Nevertheless, the Court limited its holding to situations where the trustees are also the settlors and beneficiaries of a revocable living trust, leaving open the question of whether trustees of irrevocable trusts—or trustees who are not beneficiaries—would be treated similarly. Practitioners should therefore assess the specific trust structure before relying on this precedent.
Referenced Statutes and Doctrines
- San Francisco Rent Stabilization and Arbitration Ordinance, § 37.9(a)(8) (family‑move‑in eviction provision)
- San Francisco Rent Ordinance, § 37.2(h) (definition of “landlord”)
- Rule 12.14(a) (interpretive rule for § 37.9(a)(8) evictions)
- California Probate Code (trust definitions; § 56)
- California Civil Code § 671 (definition of “person”) and § 14(a) (corporations as persons)
- California Government Code § 7060(a) (Ellis Act reference)
Key Cases Cited
- Kadison, Pfaelzer, Woodard, Quinn & Rossi v. Wilson, 197 Cal.App.3d 1 (1987) – trust not a natural person.
- Galdjie v. Darwish, 113 Cal.App.4th 1331 (2003) – trustees hold legal title.
- Moeller v. Superior Court, 16 Cal.4th 1124 (1997) – trust as fiduciary relationship.
- Zanelli v. McGrath, 166 Cal.App.4th 615 (2008) – revocable trust as “probate avoidance device.”
- Aulisio v.

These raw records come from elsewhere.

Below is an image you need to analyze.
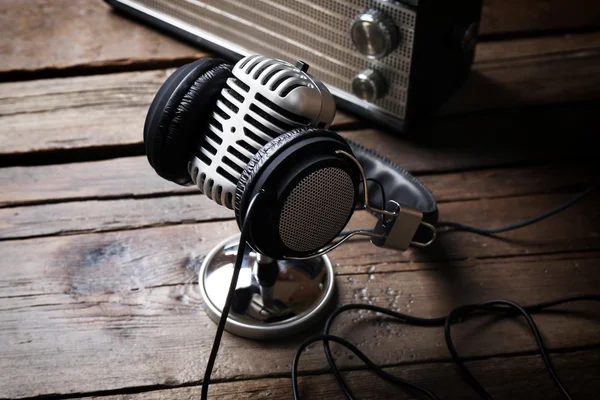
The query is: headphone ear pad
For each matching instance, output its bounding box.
[144,58,232,185]
[234,128,316,229]
[234,127,360,259]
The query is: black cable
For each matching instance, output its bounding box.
[292,335,438,400]
[292,294,600,400]
[437,183,600,235]
[200,192,263,400]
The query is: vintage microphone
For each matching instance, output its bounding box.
[144,56,357,339]
[144,56,599,399]
[144,56,438,339]
[188,56,336,209]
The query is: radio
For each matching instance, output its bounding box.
[106,0,482,133]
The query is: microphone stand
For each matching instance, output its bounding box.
[198,234,335,339]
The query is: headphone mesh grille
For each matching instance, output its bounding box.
[279,168,355,252]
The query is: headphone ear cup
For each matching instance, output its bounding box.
[144,58,232,185]
[235,127,360,259]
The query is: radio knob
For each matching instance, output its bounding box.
[352,68,387,102]
[350,8,399,59]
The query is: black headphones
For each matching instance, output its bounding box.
[144,58,438,259]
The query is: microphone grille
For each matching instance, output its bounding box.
[188,56,335,209]
[279,167,355,252]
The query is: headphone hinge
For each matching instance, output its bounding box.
[371,200,423,251]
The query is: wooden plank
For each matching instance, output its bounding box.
[0,250,600,398]
[0,0,600,73]
[440,33,600,114]
[0,194,600,296]
[481,0,600,35]
[0,159,598,239]
[0,0,203,72]
[0,33,600,157]
[79,349,600,400]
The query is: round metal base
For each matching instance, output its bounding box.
[199,234,335,339]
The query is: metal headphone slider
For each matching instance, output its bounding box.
[371,200,423,251]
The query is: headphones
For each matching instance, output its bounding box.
[144,56,438,259]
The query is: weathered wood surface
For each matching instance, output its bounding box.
[0,195,600,296]
[0,250,600,398]
[0,159,598,239]
[79,349,600,400]
[481,0,600,35]
[0,33,600,155]
[0,0,203,76]
[0,0,600,72]
[0,0,600,400]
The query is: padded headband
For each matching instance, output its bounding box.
[346,139,439,242]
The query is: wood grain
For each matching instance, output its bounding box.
[0,195,600,296]
[0,252,600,398]
[0,0,203,72]
[0,0,600,72]
[0,159,598,239]
[481,0,600,35]
[79,349,600,400]
[0,33,600,157]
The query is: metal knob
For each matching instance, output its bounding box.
[350,8,399,59]
[352,69,387,102]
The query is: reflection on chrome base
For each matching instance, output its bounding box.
[199,234,335,339]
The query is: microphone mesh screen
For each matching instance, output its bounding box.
[279,168,355,252]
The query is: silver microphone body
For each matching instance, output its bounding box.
[188,56,336,209]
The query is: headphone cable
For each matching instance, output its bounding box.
[292,294,600,400]
[200,191,263,400]
[437,183,600,235]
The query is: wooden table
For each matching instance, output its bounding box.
[0,0,600,400]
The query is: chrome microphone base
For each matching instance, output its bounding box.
[199,234,335,339]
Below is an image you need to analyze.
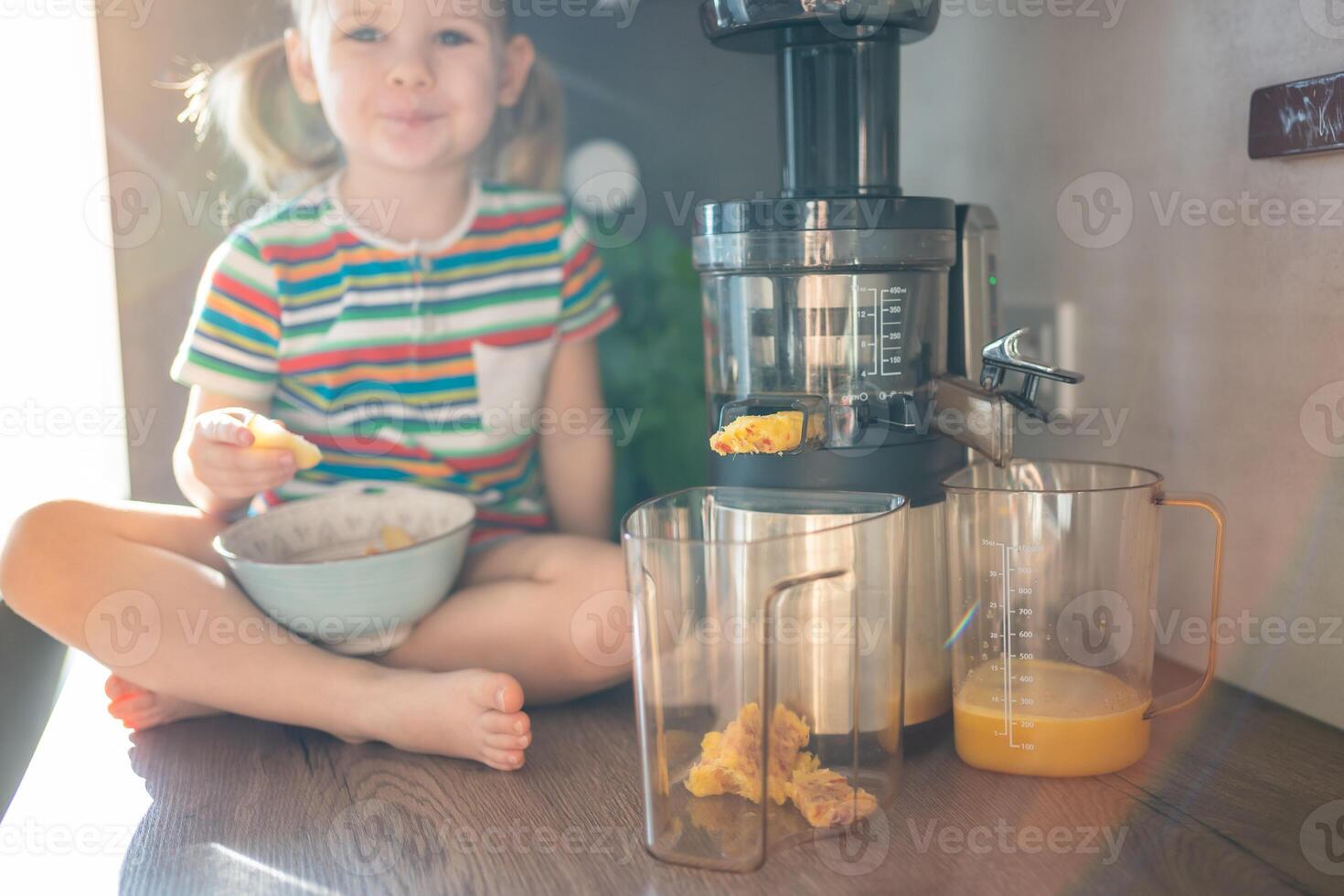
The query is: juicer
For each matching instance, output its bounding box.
[692,0,1082,725]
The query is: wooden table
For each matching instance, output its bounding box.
[0,656,1344,896]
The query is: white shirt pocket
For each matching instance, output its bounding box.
[472,335,560,435]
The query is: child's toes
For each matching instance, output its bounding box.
[102,676,145,701]
[481,747,524,771]
[108,693,155,721]
[481,712,532,738]
[485,733,532,750]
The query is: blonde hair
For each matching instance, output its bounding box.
[179,0,564,195]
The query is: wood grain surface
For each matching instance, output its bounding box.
[94,670,1344,895]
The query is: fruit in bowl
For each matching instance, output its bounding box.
[214,482,475,656]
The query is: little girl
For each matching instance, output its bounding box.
[0,0,629,770]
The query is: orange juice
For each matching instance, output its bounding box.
[952,659,1149,778]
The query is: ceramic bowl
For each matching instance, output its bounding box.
[214,482,475,655]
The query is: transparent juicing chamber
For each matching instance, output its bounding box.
[623,487,904,870]
[944,461,1224,776]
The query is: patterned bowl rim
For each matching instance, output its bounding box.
[211,484,475,570]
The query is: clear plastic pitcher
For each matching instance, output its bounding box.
[623,487,906,870]
[944,461,1226,776]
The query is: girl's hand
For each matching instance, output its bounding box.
[186,407,295,503]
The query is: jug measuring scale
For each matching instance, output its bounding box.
[692,0,1082,725]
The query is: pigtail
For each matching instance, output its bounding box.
[181,39,341,197]
[489,59,564,191]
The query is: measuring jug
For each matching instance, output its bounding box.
[621,487,906,870]
[944,461,1226,776]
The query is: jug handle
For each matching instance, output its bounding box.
[1144,495,1227,720]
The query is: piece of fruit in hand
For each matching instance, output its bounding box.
[247,414,323,470]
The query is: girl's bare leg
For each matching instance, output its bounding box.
[380,535,632,702]
[0,501,531,768]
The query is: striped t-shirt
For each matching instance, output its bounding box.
[172,167,618,546]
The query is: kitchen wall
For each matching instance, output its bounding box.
[102,0,1344,725]
[901,0,1344,725]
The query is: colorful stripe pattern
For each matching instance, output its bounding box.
[172,170,618,546]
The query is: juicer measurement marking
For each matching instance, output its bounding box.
[980,540,1040,751]
[853,286,910,376]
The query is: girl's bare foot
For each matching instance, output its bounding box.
[354,669,532,771]
[105,669,532,771]
[103,676,219,731]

Bancroft, 230 Cal.App.4th 1516 (2014) – trustee‑in‑propria representation.
- Parkmerced Co. v. San Francisco Rent Stabilization & Arbitration Bd., 215 Cal.App.3d 490 (1989) – liberal construction of remedial housing statutes.
- DeLisi v. Lam, 39 Cal.App.5th 663 (2019) – good‑faith requirement in family‑move‑in evictions.
- Dr. Leevil, LLC v. Westlake Health Care Center, 6 Cal.5th 474 (2018) – strict construction of unlawful‑detainer statutes.